Transforming data to a different format, even in a lossy fashion, is often treated as copyright infringement. Let's say the Alice produces a film, and Bob goes to the cinema, records it with a camera, and then compresses it into an Ogg file with Vorbis audio encoding and Theora video encoding.
The final output of this process is a lossy compression of the input data - meaning that the video and audio is put through a transformation that means it's represented in a completely different form to the original, and it is impossible to reconstruct a pixel perfect rendition of the original from the encoded data. The transformation includes things like analysing the motion between frames and creating a model to predict future frames.
However, copyright laws don't require that an infringing copy be an exact reproduction - lossy compression is generally treated as infringing, as is taking key elements and re-telling the same thing in different words.
You mentioned Harry Potter below, and gave a paper mache example. Generally copyright laws have restricted scope, and if the source paper was an authorised copy, that is the reason that wouldn't be infringing in most jurisdictions. However, let me do an experiment. I'll prompt ChatGPT-4o-mini with the following prompt: "You are J K Rowling. Create a three paragraph summary of the entire book "Harry Potter and the Philosopher's Stone". Include all the original plot points and use the original character names. Ensure what you create is usable as a substitute to reading the book, and is a succinct but entertaining highly abridged version of the book". I've reviewed the output (I won't post it here since I think it would be copyright infringing, and also given the author's transphobic stances don't want to promote her universe) - and can say for sure that it is able to accurately reproduce the major plot points and character names, while being insufficiently transformative (in the sense that both the original and the text generated by the model are literary works, and the output could be a substitute for reading the book).
So yes, the model (including its weights) is a highly compressed form of the input (admittedly far more so than the Ogg Vorbis/Theora example), and it can infer (i.e. decode to) outputs that contain copyrighted elements.
Of course it's not clear-cut, it's the law. Laws are notoriously squirrelly once you get into court. However, if you're going to make predictions one way or the other you have to work with what you know.
I know how these generative AIs work. They are not "compressing data." Your analogy to making a video recording is not applicable. I've discussed in other comments in this thread how ludicrously compressed data would have to be if that was the case, it's physically impossible.

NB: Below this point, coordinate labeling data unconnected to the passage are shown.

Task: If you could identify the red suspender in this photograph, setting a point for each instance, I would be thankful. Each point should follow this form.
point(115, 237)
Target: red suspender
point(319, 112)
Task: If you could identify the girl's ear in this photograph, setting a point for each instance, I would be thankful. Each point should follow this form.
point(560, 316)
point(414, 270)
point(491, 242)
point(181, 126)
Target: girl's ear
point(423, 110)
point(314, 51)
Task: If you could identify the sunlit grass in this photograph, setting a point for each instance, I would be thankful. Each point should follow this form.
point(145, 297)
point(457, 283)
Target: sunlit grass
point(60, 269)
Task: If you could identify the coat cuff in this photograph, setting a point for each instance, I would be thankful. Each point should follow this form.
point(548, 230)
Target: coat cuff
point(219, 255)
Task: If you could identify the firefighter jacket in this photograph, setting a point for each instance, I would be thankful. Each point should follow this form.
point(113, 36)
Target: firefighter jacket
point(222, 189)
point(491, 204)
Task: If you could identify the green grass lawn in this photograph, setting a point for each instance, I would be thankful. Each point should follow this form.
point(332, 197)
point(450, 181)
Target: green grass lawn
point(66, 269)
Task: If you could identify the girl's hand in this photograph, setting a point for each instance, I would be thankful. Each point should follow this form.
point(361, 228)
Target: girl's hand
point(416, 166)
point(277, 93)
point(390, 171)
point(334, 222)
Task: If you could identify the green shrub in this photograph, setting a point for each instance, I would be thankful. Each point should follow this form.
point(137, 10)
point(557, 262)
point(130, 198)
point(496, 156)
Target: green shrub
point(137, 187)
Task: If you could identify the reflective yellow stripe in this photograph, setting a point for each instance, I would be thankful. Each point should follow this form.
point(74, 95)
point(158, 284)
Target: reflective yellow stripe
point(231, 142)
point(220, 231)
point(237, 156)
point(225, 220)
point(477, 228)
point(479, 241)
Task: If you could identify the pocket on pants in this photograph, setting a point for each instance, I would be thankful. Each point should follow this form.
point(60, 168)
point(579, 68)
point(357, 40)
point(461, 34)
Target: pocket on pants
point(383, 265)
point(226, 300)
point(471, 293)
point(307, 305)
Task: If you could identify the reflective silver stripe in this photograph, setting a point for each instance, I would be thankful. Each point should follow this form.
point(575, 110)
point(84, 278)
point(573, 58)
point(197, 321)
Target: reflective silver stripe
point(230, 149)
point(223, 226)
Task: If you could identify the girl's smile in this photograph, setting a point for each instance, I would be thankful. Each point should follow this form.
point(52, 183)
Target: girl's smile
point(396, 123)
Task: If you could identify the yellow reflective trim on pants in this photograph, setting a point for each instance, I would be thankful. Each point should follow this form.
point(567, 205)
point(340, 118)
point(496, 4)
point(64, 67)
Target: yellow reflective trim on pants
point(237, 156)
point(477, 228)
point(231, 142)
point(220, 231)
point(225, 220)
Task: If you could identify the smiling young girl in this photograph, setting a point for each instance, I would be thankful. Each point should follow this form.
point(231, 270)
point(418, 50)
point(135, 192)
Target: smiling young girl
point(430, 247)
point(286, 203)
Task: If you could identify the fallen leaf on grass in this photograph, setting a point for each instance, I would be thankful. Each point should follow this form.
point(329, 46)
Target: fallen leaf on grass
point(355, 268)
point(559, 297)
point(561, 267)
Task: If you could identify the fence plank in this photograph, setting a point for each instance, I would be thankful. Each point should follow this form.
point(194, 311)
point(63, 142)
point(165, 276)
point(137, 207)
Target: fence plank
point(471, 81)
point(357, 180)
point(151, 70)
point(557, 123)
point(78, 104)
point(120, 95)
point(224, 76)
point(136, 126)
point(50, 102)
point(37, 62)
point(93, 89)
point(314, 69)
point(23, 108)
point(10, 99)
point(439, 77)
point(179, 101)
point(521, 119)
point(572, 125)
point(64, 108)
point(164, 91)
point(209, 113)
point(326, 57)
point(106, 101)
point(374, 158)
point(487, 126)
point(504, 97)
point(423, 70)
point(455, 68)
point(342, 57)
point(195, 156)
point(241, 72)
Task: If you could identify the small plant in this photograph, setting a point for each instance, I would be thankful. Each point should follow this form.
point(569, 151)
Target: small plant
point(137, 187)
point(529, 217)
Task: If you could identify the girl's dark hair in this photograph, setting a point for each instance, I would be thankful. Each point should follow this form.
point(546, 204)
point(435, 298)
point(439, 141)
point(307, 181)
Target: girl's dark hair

These AIs learn patterns from the training data. Themes, styles, vocabulary, and so forth. That stuff is not copyrightable.
How lossy can it be until it's not infringement? One-line summary of some book is also a lossy reproduction
IANAL, and it will depend on jurisdiction. But generally transformative uses that are a completely different application, and don't compete with the original are likely to be fair use. A one-line summary is probably more likely to promote the full book, not replace it. A multi-paragraph summary might replace the book if all the key messages are covered off.